The U.S.'s top military man in Afghanistan, Gen. Tommy Franks, denied a report Sunday morning that twelve Delta Force commandos were wounded in a firefight with Taliban forces during an Oct. 20 raid on a complex occupied by Taliban leader Mullah Omar.

"We had no one wounded by enemy fire," Franks told ABC's "This Week." "And I think that is probably worthwhile noting."

A report in the New Yorker magazine slated to hit newsstands Monday claims that U.S. Special Forces took heavy casualties, with three commandos "seriously wounded," in the "near-disaster" mission.

"As (U.S. commandos) came out of (Omar's) house, the s - - t hit the fan," New Yorker writer Seymour Hersh claims one senior officer told him. "It was like an ambush. The Taliban were fighting with light arms and either (rocket-propelled grenades) or mortars."

But Gen. Franks told ABC News that most of the U.S. casualties were "bumps and scatches" that were incurred -- not in any firefight -- but during the parachute jump into the region.

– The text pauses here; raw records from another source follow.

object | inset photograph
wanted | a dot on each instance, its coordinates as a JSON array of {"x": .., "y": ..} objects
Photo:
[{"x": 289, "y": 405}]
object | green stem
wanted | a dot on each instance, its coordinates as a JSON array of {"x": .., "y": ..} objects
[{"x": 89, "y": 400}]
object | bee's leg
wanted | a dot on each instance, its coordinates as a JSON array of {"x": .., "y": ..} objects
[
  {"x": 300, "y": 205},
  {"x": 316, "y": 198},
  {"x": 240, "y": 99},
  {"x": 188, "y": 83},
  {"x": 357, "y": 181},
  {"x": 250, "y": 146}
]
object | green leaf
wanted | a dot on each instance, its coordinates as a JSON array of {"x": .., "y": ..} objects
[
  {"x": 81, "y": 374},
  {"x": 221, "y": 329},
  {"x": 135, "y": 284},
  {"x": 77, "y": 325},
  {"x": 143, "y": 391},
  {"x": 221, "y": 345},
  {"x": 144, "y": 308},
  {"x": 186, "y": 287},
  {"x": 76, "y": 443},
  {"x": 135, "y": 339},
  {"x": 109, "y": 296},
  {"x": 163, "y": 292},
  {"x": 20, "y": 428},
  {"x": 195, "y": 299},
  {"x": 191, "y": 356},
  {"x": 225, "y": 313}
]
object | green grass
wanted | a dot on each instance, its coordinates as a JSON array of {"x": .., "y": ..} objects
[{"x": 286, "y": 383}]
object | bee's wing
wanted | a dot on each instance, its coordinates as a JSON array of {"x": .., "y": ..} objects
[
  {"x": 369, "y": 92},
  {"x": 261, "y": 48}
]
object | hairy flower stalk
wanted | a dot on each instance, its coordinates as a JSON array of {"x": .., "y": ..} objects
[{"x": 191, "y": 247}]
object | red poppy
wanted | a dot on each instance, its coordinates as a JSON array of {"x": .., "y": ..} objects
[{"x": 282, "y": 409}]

"We had young people who jumped into one of these objectives with parachutes," the U.S. military chief explained. "We had a bunch of these young people who had scratches and bumps and knots from rocks and all this sort of stuff.

"And so it's probably accurate to say that maybe five or maybe twenty-five people were, quote, wounded," Franks said. But then he added, "We had no one wounded by enemy fire."

Franks said that, contrary to the New Yorker report, the raid on Omar's complex was a military success.

"In fact, these objectives were overwhelmed by the forces that went in and the forces exfiltrated precisely on the timeline that we said they'd be on," he told ABC News.

Without challenging the accuracy of Hersh's report directly, the U.S. commander suggested the writer's sources didn't know what they were talking about.

"I don't think it's right for me to talk about accuracy or not," Franks said. "I will say this; that I think we are best served when informed sources really are informed."